Microsoft Advertising (Bing Ads)

The ad platform for Bing and the Microsoft search network — lower volume than Google, often cheaper clicks, and an older, more affluent homeowner skew.

Definition

Microsoft Advertising, formerly Bing Ads, is the pay-per-click platform that runs ads across Bing, Yahoo, and the broader Microsoft search network. It mirrors Google's auction model but reaches a smaller, distinct audience.

In depth

Microsoft Advertising runs the same way as paid search on Google — you bid on keywords, set keyword match types, add negative keywords, and pay a cost per click when a homeowner clicks your ad on a SERP. The platform even lets you import campaigns straight from Google Ads, so launching is fast. The audience is the difference: it skews older, more affluent, and toward desktop users on work computers, the demographic that often owns the home and signs the check.

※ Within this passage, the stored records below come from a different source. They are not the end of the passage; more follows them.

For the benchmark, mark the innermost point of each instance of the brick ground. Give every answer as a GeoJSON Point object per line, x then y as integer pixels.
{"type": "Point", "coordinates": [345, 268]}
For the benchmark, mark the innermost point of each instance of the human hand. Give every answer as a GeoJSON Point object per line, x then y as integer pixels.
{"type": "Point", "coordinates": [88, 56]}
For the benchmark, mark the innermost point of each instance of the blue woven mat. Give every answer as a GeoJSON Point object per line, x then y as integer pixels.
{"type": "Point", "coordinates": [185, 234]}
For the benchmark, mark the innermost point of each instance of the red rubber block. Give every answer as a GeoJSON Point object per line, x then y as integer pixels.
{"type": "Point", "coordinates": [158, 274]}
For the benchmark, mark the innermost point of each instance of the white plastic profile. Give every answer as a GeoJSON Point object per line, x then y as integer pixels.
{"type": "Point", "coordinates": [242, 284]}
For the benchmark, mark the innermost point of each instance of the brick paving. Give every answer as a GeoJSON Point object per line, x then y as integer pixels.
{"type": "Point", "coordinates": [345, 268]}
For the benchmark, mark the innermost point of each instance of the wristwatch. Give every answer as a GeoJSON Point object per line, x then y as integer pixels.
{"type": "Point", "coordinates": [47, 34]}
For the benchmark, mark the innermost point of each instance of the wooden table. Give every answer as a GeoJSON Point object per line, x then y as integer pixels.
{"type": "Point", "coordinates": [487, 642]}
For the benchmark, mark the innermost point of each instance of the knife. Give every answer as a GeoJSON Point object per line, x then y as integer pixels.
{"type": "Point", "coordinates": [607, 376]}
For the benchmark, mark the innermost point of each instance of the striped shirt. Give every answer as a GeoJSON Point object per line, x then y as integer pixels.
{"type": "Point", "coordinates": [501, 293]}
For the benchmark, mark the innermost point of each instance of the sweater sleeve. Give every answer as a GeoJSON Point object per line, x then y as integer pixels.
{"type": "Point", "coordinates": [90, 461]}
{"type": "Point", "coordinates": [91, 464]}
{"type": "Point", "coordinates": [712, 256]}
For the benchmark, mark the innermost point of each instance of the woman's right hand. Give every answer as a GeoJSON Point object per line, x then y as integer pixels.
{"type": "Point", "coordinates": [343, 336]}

For a contractor, the appeal is efficiency. Microsoft's smaller volume means less competition in the auction, which frequently drives a lower cost per click and cost per lead than Google for the same keywords. It won't replace Google's reach, but it's a smart add-on that can squeeze extra qualified consultations out of a budget that's already proven on search.

The mistake is dismissing it as "just Bing" and skipping it entirely, or copying a Google campaign over and never tuning it. We treat it as its own channel — separate budget, separate conversion tracking, separate read on return on ad spend — so we know whether those cheaper clicks are actually turning into signed jobs.

Worked example

Example

A roofer imports their Google campaign into Microsoft Advertising and picks up 8 extra leads a month at a $45 cost per lead, well under their Google number.